When I told the story in Noam’s piece to Joan Williams, a professor at the University of California Hastings College of the Law in San Francisco, who is director of its Center for WorkLife Law, she noted that “it is clearly illegal to retaliate against someone for taking maternity leave” (to my knowledge, the woman does not suggest that is precisely what happened). But Williams argued that the billable-hours question was a red herring; according to her, women who return from maternity leave at those rare Big Law firms that do not have billable-hour structures report similar problems.

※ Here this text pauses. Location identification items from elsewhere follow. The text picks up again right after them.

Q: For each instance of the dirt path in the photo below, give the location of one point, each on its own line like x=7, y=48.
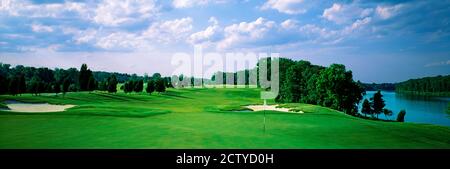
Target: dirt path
x=15, y=106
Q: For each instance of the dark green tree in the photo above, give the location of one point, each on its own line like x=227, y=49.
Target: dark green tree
x=377, y=103
x=366, y=108
x=13, y=86
x=150, y=86
x=159, y=85
x=112, y=84
x=387, y=113
x=57, y=88
x=91, y=84
x=84, y=77
x=34, y=85
x=401, y=116
x=22, y=88
x=66, y=84
x=139, y=86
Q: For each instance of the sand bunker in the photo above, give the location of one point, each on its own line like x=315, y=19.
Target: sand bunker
x=270, y=107
x=15, y=106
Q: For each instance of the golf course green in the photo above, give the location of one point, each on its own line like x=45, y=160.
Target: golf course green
x=199, y=118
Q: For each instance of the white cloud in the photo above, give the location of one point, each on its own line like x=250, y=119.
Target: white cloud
x=191, y=3
x=41, y=28
x=345, y=13
x=285, y=6
x=114, y=13
x=289, y=24
x=357, y=25
x=53, y=10
x=208, y=35
x=169, y=31
x=386, y=12
x=245, y=32
x=104, y=12
x=122, y=40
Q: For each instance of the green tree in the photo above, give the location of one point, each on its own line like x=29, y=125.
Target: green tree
x=13, y=86
x=150, y=86
x=57, y=88
x=91, y=84
x=66, y=85
x=84, y=77
x=159, y=85
x=139, y=86
x=366, y=109
x=377, y=103
x=401, y=116
x=387, y=113
x=337, y=90
x=112, y=84
x=22, y=88
x=34, y=85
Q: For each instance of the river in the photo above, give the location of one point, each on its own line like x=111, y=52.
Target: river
x=419, y=109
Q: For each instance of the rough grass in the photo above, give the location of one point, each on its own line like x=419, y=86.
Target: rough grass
x=200, y=118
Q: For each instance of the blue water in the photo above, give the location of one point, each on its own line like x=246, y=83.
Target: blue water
x=419, y=109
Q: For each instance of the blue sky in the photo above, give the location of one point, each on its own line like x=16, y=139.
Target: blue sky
x=380, y=41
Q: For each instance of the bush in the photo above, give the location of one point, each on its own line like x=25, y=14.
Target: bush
x=401, y=116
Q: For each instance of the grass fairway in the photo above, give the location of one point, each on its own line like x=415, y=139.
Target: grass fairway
x=200, y=118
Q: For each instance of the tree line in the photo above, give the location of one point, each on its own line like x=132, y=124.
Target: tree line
x=438, y=85
x=155, y=83
x=20, y=79
x=376, y=105
x=303, y=82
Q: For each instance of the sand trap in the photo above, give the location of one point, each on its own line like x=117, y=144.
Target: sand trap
x=270, y=107
x=16, y=106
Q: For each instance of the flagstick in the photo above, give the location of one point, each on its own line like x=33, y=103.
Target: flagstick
x=265, y=115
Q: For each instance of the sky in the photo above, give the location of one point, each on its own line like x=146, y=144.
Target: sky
x=379, y=41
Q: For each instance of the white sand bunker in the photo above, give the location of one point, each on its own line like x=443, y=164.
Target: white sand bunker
x=270, y=107
x=15, y=106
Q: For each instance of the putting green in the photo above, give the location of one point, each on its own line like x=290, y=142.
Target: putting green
x=200, y=118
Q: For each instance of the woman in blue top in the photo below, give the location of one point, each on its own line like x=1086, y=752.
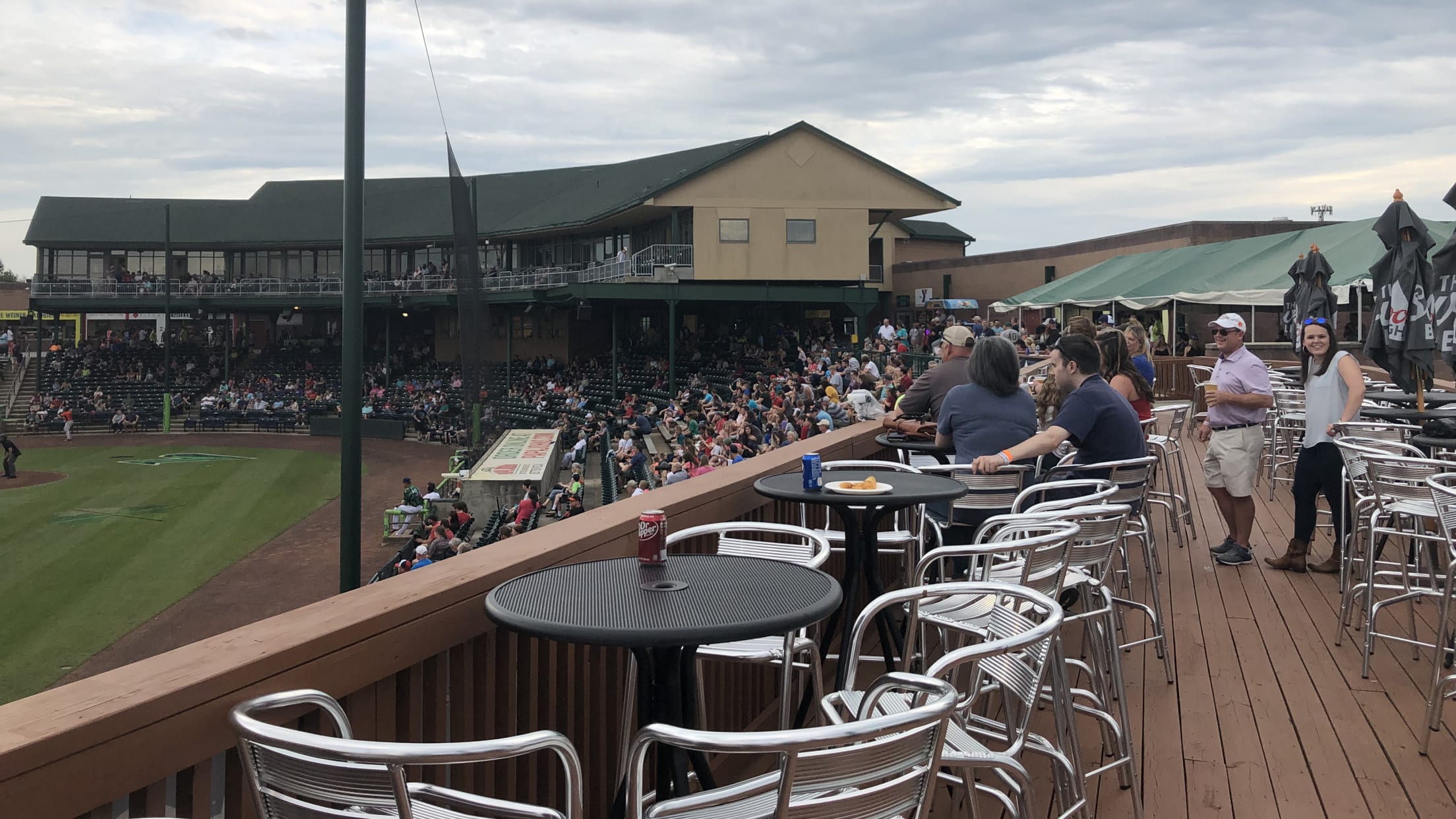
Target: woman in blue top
x=983, y=417
x=1138, y=349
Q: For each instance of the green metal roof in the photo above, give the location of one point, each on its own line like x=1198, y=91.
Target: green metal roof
x=929, y=229
x=306, y=213
x=1241, y=272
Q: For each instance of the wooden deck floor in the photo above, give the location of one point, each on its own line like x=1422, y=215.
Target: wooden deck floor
x=1269, y=717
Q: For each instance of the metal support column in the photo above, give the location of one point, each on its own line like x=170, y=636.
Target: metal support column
x=166, y=318
x=671, y=348
x=353, y=324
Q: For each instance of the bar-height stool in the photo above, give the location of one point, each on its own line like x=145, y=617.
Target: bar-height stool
x=1133, y=478
x=1017, y=656
x=1443, y=682
x=1286, y=435
x=1403, y=502
x=1359, y=501
x=1168, y=448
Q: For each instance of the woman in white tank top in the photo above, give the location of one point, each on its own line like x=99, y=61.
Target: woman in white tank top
x=1334, y=390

Nonetheless, she said, “We hear very, very persistent reports that women return from maternity leave and find it very difficult to get work, even if they return to work full-time. If they return on a reduced schedule, the problem is sometimes even worse.” She added, “A not-uncommon pattern is for a woman to return, find herself unable to get enough billable hours, and then end up being let go.”

“Some of this is benevolent—‘Oh, I don't want to overload her,’” Williams explained. “Some of it is less benevolent.”

Much of the problem, according to both, is that, in Williams’ words, “Law firms are still run through 18th-century business systems.” That is, frequently decisionmakers are appointed on the basis not of managerial talent or administrative appetite, but of skills as lawyers and rainmakers.

The antiquated way in which law firms run their businesses must appeal to some for its sheer charm and meritocratic sheen (at least, perhaps, until you start rewarding rainmakers). The law partner, Noam writes, channeling our idealized cultural imaginings, “could focus his energy on the legal pursuits that excited his analytical mind.” The law was the occupation of choice, the saying went, for the smart student who couldn’t stand the sight of blood. It must have made sense to such students to reward smarts and professionalism over something as bland and intellectually stilted as greatest managerial acumen. These are J.D.s, not M.B.A.s!

But, along with the litany of factors Noam cites, this lack of competent management is probably helping to doom Big Law. “I don’t think lawyers have done as good a job as accounting firms in crunching the numbers and figuring out how much it’s costing them not to have good work-family policies,” Rhode said. “80 percent of women are gonna be mothers,” she added, “and you’re excluding a large percentage of the talent pool if you don’t figure out a way to treat them equitably in the workplace.”

This is of course—as is so often the case in work-life discussions—not even to mention the men. “Law firms have been behind the curve of other occupational groups in providing equal parental leave for men,” argued Rhode. Williams related, “The first question I ask an employer now when they say, ‘We’re committed to work-life balance,’ is, ‘Do your men take paternity leave?’” And? “It’s getting standard at some firms,” she said. “But it’s still extremely rare.”

There is a potential happy, cathartic ending one can envision. Law firms’ naked self-interest should compel them to adopt more family-friendly policies, which would improve family opportunities for lawyers as well as increase firms’ potential talent pools, improving their businesses. To accomplish this, law firms may even implement 21st-century (or, to be less greedy, 20th-century) managerial practices, further improving their long-term viaiblity.

As for billable hours? If nothing else, they are a convenient way of stating the issue: An unusually explicit and concrete manifestation of the dilemma every professional faces. Time is money; time spent not working is money lost. In late capitalism, all hours are billable. Yet if talented professionals decided that a certain kind of time spent not working—when the baby is born, is playing Little League, or is in need of a parental visit at college—is, literally, invaluable, the rest of the world would have to accommodate them. And that would be good for everybody.